Rock Paper Shotgun are calling it “The Death of the Demo.” Could it be so?
Newsy sources report that e-Distributor Direct2Drive are offering a new game rental service. Five dollars gets you five hours with a game… one that’s conveniently fully downloaded Directly 2 your Drive, as it were, should you decide to pony up full price after your time’s up.
Good idea? Bad idea?
I honestly don’t know. Like RPS I think $5 is a little high. I think hard drives are a little space-tight. And, frankly, I don’t like Direct2Drive, an opinion I share with many people. It’s invasive, spyware laden, has poor support, and doesn’t integrate as cleanly with my life as Steam does.
Demos are tricky business. They cost money and take time to create; time developers often claim would be better spent in pure development. At the same time, though, a demo can make or break a game, and many thrifty shoppers won’t buy without a demo. It’s not an unreasonable request.
If you want to look at extremes, the demo for Crackdown probably singlehandedly sold a million units. It was the perfect demo. Ironically enough, Crackdown’s creator Realtime Worlds later sealed its own doom with another demo (well, technically an open beta, but hey): releasing APB about a week before launch allowed the entire world to see how catastrophically troubled the game was, and it imploded faster than any MMO in history, taking Realtime Worlds with it.
At Blockbuster it costs about $5 – maybe $7 – to rent a game for seven days. Their pricing model makes a little more sense because a motivated player can finish many games in seven days, saving themselves the cost of the game. Five dollars for five hours is dicier. I assume the clock is only ticking when you’re actually playing the game (if you get a flat five hours that starts the minute you boot it up this scheme is doomed), and being able to spend five hours evaluating a “maybe” seems pretty sweet.
Questions, though: if you elect to buy a game you just rented, can you simply unlock it with a keystroke?

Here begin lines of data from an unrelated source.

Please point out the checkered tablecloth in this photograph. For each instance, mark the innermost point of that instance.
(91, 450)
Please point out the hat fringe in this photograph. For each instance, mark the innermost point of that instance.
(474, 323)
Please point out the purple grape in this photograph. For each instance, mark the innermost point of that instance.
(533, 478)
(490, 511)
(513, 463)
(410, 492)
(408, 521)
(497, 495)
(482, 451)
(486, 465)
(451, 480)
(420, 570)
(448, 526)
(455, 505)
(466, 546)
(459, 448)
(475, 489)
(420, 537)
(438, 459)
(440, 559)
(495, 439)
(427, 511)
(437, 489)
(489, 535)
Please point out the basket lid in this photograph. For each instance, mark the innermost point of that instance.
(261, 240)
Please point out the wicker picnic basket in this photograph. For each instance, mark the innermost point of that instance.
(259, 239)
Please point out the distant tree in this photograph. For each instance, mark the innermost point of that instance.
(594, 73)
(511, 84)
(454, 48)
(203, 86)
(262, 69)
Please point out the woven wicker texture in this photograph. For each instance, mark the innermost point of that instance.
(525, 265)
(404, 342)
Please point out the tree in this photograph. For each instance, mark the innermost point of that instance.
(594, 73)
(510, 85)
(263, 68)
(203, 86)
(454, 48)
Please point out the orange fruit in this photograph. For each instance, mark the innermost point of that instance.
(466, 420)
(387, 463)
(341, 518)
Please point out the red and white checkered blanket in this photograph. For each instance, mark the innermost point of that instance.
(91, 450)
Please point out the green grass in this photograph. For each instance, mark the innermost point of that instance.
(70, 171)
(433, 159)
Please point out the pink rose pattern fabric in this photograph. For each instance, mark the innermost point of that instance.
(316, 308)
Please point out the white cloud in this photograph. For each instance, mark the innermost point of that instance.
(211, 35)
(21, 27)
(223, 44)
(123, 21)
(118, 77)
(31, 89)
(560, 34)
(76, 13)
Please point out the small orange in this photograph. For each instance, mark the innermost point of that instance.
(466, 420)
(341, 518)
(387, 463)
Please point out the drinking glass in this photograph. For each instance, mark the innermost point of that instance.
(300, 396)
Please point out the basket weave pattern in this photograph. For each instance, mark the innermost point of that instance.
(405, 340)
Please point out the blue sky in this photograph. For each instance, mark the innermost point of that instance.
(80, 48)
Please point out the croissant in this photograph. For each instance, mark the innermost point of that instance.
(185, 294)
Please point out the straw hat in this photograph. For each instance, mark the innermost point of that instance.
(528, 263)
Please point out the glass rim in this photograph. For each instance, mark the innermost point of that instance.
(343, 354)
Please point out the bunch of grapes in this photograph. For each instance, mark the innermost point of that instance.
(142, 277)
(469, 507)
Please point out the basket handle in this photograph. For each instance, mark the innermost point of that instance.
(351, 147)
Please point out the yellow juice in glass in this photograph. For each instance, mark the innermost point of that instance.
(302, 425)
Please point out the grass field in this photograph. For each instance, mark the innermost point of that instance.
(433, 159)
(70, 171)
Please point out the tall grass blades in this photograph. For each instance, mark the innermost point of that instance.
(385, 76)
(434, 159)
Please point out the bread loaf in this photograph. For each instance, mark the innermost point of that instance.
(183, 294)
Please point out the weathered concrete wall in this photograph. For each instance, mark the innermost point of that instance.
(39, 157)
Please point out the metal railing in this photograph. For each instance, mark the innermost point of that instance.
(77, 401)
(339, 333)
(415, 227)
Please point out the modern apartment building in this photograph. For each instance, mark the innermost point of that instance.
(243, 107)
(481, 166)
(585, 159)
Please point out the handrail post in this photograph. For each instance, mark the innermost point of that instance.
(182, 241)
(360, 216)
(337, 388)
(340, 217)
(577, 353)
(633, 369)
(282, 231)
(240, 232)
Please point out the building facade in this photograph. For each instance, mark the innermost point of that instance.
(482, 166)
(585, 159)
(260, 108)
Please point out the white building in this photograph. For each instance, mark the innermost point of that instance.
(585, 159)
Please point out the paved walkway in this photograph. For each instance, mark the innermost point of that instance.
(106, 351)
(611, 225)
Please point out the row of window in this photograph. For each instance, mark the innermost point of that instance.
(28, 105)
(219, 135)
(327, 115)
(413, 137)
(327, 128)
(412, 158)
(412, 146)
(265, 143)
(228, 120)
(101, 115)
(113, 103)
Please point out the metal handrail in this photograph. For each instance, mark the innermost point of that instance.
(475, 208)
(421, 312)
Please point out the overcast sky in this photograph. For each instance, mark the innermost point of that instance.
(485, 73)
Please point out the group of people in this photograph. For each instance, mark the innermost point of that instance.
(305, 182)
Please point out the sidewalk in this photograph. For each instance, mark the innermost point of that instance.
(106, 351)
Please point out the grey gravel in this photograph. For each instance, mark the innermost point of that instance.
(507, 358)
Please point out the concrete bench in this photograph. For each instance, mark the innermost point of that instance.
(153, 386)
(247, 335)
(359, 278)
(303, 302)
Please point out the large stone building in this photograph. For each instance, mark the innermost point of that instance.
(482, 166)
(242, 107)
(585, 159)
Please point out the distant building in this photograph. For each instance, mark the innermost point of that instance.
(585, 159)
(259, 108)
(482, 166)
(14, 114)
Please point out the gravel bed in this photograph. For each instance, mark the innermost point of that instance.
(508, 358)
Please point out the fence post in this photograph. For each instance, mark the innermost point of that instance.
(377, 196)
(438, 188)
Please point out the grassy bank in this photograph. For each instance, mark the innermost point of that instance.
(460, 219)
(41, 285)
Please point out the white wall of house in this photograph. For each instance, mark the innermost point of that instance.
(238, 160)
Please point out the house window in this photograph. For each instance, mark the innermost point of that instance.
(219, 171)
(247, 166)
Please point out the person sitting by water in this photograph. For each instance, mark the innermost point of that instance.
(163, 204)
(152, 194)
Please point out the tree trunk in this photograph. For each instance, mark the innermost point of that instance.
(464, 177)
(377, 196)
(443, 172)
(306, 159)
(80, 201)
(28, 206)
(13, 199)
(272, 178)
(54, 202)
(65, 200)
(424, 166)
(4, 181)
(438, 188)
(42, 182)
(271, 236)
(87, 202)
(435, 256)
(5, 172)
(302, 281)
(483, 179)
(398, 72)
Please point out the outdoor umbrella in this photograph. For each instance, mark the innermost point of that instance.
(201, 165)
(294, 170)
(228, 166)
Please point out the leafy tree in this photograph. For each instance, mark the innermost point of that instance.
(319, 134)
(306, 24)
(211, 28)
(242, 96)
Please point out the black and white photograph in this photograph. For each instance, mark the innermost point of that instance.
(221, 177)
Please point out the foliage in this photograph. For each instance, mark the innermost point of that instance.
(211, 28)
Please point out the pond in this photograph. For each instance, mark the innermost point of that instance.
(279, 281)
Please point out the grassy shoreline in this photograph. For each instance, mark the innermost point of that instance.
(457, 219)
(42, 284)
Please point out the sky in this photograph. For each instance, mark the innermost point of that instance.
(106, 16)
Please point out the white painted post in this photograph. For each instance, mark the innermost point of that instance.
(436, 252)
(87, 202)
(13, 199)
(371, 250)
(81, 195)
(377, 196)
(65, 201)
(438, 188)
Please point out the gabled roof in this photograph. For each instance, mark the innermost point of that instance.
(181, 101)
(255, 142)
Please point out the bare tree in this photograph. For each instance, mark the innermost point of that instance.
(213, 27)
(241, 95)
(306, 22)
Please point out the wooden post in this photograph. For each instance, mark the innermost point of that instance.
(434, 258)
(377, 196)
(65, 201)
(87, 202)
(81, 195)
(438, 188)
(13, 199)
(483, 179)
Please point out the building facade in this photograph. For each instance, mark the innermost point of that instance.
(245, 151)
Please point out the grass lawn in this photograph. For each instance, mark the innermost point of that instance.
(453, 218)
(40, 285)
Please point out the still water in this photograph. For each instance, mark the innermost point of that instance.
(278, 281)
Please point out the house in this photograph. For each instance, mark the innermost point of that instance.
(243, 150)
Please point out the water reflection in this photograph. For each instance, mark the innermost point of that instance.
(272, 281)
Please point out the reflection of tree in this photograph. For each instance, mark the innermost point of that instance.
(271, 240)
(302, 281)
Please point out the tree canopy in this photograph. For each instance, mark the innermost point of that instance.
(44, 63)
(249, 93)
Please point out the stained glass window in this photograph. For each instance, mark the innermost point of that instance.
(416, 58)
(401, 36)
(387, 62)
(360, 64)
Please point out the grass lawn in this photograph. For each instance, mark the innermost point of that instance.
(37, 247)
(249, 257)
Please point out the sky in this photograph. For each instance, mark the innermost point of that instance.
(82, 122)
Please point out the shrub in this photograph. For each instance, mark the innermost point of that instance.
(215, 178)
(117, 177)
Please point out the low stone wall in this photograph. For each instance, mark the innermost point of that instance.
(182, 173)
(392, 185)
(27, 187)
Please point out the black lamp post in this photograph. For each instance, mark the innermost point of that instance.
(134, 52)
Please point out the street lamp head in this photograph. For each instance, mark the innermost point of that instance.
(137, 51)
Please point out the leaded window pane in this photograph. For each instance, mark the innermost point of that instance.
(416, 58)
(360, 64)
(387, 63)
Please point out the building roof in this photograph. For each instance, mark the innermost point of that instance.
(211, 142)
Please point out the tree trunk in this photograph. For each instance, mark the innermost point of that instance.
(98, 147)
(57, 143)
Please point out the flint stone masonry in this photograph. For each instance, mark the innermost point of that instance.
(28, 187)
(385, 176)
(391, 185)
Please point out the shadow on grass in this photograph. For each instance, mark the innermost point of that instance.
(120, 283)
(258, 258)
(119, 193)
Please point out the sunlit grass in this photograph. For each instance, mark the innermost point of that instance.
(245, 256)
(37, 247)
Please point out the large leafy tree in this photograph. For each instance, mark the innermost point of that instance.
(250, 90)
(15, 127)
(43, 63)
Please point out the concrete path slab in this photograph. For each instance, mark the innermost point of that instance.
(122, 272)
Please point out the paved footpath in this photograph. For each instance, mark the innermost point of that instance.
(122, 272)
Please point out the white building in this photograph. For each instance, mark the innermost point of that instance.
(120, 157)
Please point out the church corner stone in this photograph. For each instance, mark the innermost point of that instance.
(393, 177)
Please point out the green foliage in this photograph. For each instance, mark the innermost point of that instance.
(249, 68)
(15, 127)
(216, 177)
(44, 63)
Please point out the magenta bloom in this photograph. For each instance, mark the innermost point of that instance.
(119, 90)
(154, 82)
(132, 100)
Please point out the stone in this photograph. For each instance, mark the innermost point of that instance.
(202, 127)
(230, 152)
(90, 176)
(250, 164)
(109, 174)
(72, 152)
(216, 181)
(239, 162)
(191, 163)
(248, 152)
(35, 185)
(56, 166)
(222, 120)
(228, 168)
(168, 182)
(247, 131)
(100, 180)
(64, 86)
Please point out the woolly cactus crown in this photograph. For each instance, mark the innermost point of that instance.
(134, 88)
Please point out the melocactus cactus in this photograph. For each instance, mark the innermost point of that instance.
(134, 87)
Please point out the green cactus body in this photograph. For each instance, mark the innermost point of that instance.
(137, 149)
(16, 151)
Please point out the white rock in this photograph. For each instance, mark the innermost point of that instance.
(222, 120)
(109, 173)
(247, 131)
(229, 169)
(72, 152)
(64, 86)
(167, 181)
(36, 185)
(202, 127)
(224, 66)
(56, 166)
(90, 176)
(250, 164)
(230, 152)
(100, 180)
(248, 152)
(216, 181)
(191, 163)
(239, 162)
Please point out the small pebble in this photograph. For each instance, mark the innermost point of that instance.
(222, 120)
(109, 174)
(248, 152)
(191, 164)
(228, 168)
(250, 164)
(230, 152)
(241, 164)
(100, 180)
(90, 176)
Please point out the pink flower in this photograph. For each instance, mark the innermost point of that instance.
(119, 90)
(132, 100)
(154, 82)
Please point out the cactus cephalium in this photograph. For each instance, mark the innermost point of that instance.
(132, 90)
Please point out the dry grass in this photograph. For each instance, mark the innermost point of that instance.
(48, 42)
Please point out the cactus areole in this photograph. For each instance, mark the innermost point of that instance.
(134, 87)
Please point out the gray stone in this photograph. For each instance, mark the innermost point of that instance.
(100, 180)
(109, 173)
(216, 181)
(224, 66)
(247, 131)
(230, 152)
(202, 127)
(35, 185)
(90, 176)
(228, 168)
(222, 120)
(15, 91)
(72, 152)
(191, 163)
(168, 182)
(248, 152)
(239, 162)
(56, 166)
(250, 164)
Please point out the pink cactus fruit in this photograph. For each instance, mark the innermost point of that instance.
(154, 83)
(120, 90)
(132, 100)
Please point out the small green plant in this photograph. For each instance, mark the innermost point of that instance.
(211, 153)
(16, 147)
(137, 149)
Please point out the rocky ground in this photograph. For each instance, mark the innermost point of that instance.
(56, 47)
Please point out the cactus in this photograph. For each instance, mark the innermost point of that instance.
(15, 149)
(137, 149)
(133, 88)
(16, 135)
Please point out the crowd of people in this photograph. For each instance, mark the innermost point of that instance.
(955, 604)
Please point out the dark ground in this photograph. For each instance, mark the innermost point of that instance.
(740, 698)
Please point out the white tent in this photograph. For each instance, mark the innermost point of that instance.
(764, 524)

Do your saves carry over? Or do you have to start again? And how secure is this system? Hackers have demonstrated time and again that nothing is secure, so it seems to me that the only way to ensure that rentals aren’t cracked is some sort of hideous DRM maneuver that inserts a pineapple-sized camera directly into the rectum of the renter. That won’t fly either.
All that said, it seems a logical future. EA and others have already announced plans to charge for “extended demos,” which offer like four or five hours of play and cost as much as ten bucks. And if Direct2Drive’s plan works, you can be sure that Steam and Impulse will soon follow. On one hand I like the idea a lot, especially since plenty of games I want to try never get demos. On the other hand, it’s… it’s weird.